Asian stocks rise as markets pin hopes on global economic recovery
Asian stocks ground out gains overnight as traders chose to focus on the prospects of a global economic recovery from coronavirus over US-China fears.
Japan’s Nikkei jumped 1.3 per cent on Tuesday but Hong Kong’s Hang Seng index rose a comparatively small 0.6 per cent.
President Donald Trump’s threat to bring in the military to end violent protests in US cities left US futures negative in Asia, with the S&P down 0.54 per cent.
Trump’s decision not to resort to more tariffs to curb China’s aggression in Hong Kong yesterday pushed European stock markets higher. The FTSE 100 gained 1.48 per cent while the Cac rose 1.43 per cent.
However, reports China has ordered state-run firms to halt orders of US soybeans – a key tenet of the pair’s trade agreement – has left doubt over the future of a US-China trade deal.
But the S&P 500 still jumped another 0.38 per cent to hit its highest level since the start of the coronavirus pandemic.
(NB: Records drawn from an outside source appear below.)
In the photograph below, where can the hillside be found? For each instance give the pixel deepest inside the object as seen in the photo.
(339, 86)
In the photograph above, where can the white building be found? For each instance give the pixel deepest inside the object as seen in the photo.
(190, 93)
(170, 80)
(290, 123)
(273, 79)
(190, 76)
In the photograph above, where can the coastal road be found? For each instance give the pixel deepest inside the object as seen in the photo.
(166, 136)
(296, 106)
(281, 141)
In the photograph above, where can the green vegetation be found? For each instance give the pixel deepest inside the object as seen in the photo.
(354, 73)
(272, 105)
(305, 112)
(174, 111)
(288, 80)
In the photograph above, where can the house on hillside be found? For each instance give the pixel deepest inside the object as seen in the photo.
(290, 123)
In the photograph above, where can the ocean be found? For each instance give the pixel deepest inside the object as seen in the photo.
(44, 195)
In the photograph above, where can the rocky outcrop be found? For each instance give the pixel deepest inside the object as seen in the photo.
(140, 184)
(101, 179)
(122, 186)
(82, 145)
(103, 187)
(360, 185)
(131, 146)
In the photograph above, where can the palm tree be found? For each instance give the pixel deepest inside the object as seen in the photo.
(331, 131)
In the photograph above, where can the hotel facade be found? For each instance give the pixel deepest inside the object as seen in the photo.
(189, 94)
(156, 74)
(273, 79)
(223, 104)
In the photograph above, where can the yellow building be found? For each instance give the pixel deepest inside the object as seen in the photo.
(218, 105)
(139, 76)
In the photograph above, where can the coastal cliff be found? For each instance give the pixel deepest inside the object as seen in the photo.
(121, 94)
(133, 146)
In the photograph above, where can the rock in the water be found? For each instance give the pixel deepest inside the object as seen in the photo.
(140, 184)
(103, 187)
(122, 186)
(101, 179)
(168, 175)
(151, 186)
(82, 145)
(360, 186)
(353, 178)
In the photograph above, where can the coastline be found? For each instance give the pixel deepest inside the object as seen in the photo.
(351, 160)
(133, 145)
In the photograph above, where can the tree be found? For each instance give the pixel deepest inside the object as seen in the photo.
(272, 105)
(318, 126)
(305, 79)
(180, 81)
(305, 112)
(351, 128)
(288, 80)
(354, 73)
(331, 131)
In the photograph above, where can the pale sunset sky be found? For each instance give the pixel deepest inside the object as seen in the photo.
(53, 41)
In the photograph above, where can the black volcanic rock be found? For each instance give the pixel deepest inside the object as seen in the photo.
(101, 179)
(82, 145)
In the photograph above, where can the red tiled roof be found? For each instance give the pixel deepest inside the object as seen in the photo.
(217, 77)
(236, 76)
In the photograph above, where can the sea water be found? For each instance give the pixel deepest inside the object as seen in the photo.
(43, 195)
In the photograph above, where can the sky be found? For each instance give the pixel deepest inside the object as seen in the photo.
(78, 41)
And the tech-heavy Nasdaq rose 0.66 per cent, leaving it under three per cent off all-time highs achieved in February.
“In spite of what was some generally negative newsflow yesterday, global markets continued to climb as hopes for further economic recovery gathered more momentum,” Deutsche Bank’s Jim Reid said.
“This is a continuation of the rotation out of ‘growth’ stocks and into more ‘value’ oriented securities that we saw last week,” Reid added of the Nasdaq’s rise, citing tech behemoth stocks like Microsoft, Google and Netflix.
But analysts warned fears over progress on a US-China trade deal unravelling could spur a drop in the near term.
“There’s increasing concern about further deterioration in relations between China and the U.S.,” said Michael McCarthy, chief market strategist at CMC Markets told Reuters.
“In the meantime, we’re hanging in there…but I think we might be getting a little exhausted given the giddy heights that we’re trading at.”
They warned economic recoveries must match investors’ bullish moods in order to keep hold of recent gains.
“This optimistic read for risk can only persist if measures like orders and employment continue to improve month to month,” said Alan Ruskin, chief international strategist at Deutsche Bank.
“Early setbacks would be a very poor sign, but are not expected in the period immediately following the end of lockdowns.”